Istorija

The DSCA delegation (Armenia, Azerbaijan, Georgia)

The European Parliament created a "Delegation for relations with the countries of South Caucasus" - the original DSCA delegation - in 1994 to focus on relations with Armenia, Azerbaijan and Georgia, a mere three years years after these countries regained their independence.

In the more than two decades that have passed since, the DSCA Delegation has remained the Parliament's only political body working with elected representatives from the three countries of the South Caucasus.

Relations with the EU

In the early 1990s, the EU negotiated international agreements with all three South Caucasus countries.

These "Partnership and Cooperation Agreements" were signed in 1996 and ratified in 1999. All three agreements contain an article stating:

"A Parliamentary Cooperation Committee is hereby established. It shall be a forum for Members of the [partner's parliament] and the European Parliament to meet and exchange views."

This meant that the members of the European Parliament's delegation focusing on the South Caucasus met their counterparts in a formal structure - a Parliamentary Cooperation Committee - rather than in ad hoc inter-parliamentary meetings.

Divergent paths

All three countries were included in the EU's Eastern Neighbourhood policy (which also covered Belarus, Moldova and Ukraine). The EU began to negotiate new agreements, called "Association Agreements", with Armenia and Georgia. These agreements normally include a free trade area, and usually go into effect along with more relaxed rules on visas.

Over the next years, the paths of the three countries diverged, however.

  • In the case of Azerbaijan, negotiations on an Association Agreement never advanced. Because the country is not a member of the World Trade Organisation, it was also not possible to create an EU-Azerbaijan deep and comprehensive free trade area.
    Since February 2017, however, Azerbaijan and the EU are progressing well on the negotiations on a new, enhanced partnership agreement.

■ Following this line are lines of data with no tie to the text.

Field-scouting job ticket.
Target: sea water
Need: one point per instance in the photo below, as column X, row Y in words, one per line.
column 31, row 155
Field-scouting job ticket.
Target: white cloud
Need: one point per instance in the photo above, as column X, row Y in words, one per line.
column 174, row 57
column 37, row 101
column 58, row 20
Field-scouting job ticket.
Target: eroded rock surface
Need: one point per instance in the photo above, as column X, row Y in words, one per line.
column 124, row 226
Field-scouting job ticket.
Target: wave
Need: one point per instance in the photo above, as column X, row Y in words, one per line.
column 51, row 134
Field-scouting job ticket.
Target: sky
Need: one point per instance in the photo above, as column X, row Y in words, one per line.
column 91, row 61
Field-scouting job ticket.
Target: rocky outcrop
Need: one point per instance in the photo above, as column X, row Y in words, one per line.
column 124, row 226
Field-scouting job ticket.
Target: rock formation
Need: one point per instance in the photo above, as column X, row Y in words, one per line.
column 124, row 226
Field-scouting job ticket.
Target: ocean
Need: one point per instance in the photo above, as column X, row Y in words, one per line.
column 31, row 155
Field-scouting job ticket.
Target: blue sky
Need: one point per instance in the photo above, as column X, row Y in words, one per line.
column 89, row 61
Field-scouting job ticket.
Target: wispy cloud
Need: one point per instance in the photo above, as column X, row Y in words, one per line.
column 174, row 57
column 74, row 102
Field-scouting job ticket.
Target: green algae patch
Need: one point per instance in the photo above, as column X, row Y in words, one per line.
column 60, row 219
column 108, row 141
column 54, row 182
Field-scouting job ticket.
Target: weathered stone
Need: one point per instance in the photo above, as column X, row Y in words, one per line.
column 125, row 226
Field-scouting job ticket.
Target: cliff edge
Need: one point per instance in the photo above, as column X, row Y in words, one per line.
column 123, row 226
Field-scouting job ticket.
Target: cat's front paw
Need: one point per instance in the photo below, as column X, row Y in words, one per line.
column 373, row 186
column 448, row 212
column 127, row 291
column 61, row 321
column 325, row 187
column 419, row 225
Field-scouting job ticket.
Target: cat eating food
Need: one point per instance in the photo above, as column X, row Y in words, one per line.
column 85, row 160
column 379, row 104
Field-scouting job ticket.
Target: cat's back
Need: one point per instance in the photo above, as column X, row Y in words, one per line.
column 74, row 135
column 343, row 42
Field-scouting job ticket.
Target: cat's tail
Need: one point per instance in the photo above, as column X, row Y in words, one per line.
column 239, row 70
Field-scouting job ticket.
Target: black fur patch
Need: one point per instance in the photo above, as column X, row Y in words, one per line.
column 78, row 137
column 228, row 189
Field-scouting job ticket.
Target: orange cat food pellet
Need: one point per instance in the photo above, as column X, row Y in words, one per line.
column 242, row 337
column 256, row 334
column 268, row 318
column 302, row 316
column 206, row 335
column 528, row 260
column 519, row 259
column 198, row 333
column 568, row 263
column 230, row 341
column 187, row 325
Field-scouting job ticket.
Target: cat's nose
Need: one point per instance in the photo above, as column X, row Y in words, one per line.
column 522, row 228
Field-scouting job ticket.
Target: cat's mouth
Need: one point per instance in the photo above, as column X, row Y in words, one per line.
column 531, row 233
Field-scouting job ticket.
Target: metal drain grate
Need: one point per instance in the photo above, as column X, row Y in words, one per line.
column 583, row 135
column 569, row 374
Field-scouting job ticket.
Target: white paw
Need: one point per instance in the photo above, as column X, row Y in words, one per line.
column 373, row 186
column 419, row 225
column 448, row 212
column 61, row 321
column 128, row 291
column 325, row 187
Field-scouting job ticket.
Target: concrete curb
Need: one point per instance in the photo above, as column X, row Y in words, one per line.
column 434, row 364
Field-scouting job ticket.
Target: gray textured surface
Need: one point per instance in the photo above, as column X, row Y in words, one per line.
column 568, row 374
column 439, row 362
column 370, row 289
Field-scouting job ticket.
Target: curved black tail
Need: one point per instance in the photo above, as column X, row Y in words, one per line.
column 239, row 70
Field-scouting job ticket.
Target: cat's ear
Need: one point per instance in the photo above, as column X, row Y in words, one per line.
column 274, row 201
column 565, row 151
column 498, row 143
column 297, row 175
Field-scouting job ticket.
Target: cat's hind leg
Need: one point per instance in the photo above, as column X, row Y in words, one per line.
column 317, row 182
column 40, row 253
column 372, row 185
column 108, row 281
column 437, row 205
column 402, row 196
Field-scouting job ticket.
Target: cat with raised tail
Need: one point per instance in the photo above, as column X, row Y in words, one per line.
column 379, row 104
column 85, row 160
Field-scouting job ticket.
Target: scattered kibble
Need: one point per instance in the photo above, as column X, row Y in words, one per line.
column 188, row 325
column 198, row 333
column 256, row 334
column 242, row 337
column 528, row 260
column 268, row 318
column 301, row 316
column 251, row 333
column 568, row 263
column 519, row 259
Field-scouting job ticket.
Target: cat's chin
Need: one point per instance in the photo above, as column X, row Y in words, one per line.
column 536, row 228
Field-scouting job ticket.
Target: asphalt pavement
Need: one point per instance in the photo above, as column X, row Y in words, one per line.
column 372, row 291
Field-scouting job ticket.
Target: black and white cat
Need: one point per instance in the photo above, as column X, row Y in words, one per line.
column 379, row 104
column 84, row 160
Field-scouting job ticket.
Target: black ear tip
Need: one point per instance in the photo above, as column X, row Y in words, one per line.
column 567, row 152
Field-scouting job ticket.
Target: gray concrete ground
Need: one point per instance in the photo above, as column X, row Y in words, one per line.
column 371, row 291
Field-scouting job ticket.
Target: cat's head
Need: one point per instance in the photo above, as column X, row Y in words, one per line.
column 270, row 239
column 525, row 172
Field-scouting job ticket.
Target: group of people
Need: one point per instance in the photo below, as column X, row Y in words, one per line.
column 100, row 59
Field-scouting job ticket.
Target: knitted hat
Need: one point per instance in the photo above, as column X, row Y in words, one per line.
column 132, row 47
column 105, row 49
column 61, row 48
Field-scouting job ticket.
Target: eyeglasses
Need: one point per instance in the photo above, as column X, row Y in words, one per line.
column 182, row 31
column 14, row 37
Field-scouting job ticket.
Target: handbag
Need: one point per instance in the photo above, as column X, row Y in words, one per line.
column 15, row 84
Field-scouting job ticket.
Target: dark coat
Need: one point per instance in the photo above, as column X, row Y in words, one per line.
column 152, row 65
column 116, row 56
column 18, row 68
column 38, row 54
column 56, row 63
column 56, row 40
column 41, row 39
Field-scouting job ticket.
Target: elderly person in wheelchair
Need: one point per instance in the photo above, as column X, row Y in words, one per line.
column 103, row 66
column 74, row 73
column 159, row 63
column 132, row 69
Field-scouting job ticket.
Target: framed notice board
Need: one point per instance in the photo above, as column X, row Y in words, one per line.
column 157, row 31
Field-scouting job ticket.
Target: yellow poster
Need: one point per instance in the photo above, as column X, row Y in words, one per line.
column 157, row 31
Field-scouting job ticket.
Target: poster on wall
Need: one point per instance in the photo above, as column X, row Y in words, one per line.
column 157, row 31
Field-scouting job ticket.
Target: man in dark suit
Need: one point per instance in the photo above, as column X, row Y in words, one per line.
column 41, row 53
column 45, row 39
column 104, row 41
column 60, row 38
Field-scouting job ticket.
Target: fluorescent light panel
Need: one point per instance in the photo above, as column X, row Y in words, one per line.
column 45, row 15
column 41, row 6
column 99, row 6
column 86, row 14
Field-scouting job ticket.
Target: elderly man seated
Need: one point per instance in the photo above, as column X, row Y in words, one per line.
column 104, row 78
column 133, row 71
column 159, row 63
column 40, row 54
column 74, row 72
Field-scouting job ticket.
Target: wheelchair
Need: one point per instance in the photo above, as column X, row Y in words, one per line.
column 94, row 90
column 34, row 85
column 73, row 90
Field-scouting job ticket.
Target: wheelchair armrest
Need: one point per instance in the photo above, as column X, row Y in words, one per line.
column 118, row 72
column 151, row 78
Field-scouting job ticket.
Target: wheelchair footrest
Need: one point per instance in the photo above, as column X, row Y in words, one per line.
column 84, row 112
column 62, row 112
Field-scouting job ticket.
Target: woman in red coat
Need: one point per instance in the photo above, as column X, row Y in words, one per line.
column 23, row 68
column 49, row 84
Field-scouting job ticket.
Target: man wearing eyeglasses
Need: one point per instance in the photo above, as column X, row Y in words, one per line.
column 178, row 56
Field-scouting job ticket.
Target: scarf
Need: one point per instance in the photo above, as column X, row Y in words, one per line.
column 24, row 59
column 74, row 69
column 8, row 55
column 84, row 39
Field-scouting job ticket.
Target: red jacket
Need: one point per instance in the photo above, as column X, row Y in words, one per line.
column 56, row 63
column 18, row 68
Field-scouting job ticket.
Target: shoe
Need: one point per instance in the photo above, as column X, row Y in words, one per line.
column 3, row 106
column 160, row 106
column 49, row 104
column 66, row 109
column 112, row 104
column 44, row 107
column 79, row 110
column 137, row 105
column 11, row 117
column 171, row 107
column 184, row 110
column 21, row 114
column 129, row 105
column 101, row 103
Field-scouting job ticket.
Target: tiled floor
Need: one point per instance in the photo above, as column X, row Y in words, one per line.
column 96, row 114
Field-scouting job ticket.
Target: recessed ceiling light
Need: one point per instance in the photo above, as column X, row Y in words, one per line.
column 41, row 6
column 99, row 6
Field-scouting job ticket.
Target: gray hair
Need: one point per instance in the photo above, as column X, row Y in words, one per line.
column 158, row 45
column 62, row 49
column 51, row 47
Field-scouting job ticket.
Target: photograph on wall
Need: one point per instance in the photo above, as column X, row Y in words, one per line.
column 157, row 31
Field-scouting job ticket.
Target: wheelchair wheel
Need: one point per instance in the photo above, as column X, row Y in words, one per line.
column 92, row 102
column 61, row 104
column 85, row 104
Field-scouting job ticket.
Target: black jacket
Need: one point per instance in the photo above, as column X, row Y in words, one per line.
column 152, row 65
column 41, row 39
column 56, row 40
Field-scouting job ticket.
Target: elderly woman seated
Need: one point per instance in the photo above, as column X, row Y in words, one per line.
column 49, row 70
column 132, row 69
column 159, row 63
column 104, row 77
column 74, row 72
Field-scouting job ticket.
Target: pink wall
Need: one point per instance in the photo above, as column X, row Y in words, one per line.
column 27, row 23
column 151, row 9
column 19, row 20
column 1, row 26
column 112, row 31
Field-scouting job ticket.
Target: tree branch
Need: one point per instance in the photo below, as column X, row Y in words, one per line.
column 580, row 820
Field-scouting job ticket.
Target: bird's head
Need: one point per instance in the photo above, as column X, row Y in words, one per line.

  • Armenia, on the other hand, did negotiate an Association Agreement with the EU over the course of three years. After an aborted attempt to sign an Association Agreement, due to the former Armenian government's decision to join the Russia-led Eurasian Economic Union in late 2013, the EIU and Armenia initialled negotiations on a new Enhanced and Comprehensive Partnership Agreement (CEPA) in February 2017. The CEPA was signed on the sidelines of the November 2017 Eastern Partnership Summit, held in Brussels. This new agreement which incorporates large sectors of the Association Agreement that had been previously negotiated previously, is also compatible with Armenia's membership of the Eurasian Economic Union. Under the CEPA, the existing EU-Armenia Parliamentary Cooperation Committee has been replaced by a Parliamentary Partnership Committee, with extended powers.

  • The third South Caucasus country, Georgia, was the only one to sign its Association Agreement. The EU-Georgia agreement entered into force in July 2016.
    Because Association Agreements bring their signatories even, the form of parliamentary meetings has also been modified: the former EU-Georgia Parliamentary Cooperation Committee was replaced by a EU-Georgia Parliamentary Association Committee.

Committee meetings

The EU-Georgia Parliamentary Association Committee is expected to meet twice a year, while the EU-Armenia Parliamentary Partnership Committee may meet once or twice a year. The EU-Azerbaijan Parliamentary Cooperation Committee meets normally once per year.